The Japan Atomic Power Company (JAPCo) revealed that their Tokai nuclear plant has leaked more than 20 tons of radioactive water since October 2011!
The radioactive water has been leaking into one of the buildings. The current leak was detected after water used to hose down employees was testing positive for high levels of radiation. Somehow the radioactive water got into the rinse water for employees.
JAPCo says they don’t know where the radioactive water is coming from! They have yet to pump out the building where it has been flooded with the contaminated water. Gee this sounds familiar? TEPCo? Fukushima Daiichi?
But wait, there’s lots more tales of incompetence regarding the Tokai nuclear power plant.
It turns out that Japan’s Nuclear and Industrial Safety Agency discovered leaks last year! After an inspection the government agency warned JAPCo that the building housing reactor 2 was filling with radioactive water.
On top of that, JAPCo’s own employees said an alarm went off at 10:20 on October 26, 2011. Water was pouring from a pipe at the bottom of the reactor’s pressure vessel. JAPCo blew it off saying it was a minor leak easily fixed. That minor leak ended up being 22.4 tons (according to media source Japan Today)!
Since then another 2.2 tons of radioactive water went ‘missing’. That’s how much contaminated water disappeared between the October 2011 leak and March 16, 2012. Then on Saturday, March 17, workers discovered their rinse water was now radioactive.
On closer inspection they realized that 1.2 tons of radioactive water somehow got into their rinse water tanks! Upon inspection of reactor 2 building, they found it is flooded with contaminated water (just like the buildings at Fukushima Daiichi).
Can’t blame GE on this one, the Tokai nuclear plant is Japan’s first nuke power factory, and it was built by the British.
Immediately after the March 11, 2011 Mega Quake and tsunami, it was being reported that the Tokai nuke plant survived the tsunami because the sea wall had been raised. It was also reported that Tokai didn’t rely on cooling systems like at Fukushima Daiichi. Both reports have proven to been a little misleading.
On March 13, 2011, Japan’s Fire and Disaster Management Agency reported that one of three seawater cooling pumps quit working. Tokai was lucky in that the other two pumps were still working, as well as their diesel generators.
Regarding the raised sea wall. It was still overrun by the tsunami, one reason being that there were cable holes in the new wall that still needed to be plugged.
Tokai failed a recent stress test because its electrical systems are unable to survive future earthquakes.
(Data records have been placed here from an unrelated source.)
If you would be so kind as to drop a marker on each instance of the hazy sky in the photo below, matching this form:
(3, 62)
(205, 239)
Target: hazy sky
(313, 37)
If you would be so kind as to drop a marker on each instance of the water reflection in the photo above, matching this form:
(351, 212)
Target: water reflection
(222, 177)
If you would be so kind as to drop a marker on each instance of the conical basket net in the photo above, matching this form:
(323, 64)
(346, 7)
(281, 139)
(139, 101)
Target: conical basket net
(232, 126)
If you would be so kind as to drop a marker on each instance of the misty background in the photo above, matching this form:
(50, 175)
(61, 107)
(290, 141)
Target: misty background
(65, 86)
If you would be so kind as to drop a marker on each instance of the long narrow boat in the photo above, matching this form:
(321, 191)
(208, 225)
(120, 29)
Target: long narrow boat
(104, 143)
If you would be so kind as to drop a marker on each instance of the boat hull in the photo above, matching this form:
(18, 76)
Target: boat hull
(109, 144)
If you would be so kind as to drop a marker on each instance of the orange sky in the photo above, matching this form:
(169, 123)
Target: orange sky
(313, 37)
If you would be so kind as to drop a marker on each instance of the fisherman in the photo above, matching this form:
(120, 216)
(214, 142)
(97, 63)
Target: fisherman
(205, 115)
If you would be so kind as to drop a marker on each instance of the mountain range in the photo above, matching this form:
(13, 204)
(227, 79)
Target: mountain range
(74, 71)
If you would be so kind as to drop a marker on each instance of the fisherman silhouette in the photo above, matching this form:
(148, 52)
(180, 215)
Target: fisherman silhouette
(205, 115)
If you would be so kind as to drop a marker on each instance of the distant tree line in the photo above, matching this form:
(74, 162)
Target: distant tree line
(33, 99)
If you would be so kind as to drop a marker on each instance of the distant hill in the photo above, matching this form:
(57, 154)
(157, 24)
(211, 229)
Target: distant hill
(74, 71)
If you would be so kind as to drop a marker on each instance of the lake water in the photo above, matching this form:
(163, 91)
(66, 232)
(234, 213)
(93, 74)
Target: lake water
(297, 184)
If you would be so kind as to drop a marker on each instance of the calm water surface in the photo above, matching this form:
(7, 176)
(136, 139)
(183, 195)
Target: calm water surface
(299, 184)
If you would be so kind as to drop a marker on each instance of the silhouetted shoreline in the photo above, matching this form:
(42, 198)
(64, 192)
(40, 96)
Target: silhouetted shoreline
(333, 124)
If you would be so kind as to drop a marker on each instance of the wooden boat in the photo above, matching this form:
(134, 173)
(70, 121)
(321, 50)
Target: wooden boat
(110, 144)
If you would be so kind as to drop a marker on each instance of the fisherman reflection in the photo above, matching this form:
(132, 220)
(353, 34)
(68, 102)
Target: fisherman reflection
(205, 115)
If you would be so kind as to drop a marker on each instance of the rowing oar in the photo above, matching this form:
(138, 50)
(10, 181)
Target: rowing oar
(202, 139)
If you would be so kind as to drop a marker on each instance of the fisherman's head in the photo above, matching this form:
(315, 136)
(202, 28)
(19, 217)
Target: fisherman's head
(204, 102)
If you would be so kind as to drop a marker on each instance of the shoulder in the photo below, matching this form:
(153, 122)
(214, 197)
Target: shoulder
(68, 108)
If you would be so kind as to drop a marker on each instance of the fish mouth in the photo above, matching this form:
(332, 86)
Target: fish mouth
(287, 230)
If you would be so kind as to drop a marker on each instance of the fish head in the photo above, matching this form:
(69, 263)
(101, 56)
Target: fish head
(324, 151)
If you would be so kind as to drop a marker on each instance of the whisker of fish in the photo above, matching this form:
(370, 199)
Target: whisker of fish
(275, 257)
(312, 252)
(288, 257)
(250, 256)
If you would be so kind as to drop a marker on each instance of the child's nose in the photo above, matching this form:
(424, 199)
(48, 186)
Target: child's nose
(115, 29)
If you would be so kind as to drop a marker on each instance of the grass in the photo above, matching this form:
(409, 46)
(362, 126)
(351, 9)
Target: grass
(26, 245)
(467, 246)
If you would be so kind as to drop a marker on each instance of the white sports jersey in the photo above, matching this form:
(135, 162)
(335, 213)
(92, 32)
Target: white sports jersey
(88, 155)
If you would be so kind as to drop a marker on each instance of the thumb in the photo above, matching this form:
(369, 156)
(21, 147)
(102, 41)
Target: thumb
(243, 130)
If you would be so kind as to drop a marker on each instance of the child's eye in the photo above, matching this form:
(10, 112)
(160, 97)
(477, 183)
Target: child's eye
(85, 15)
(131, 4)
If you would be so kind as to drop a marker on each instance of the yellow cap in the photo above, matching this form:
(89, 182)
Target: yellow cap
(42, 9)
But to make matters more confusing, Japanese media is not being very specific when reporting on the Tokai nuclear power plant. You see there are two nuclear reactors one called Tokai I, the other called Tokai II.
In 1998 Tokai I (reactor 1) was shut down and was supposed to have been dismantled by 2011, yet the way Japanese media is talking the dismantling is still on going.
Tokai II (reactor 2) was still operational when the 2011 tsunami hit. It is the one that is currently flooding with radioactive water from a mystery source!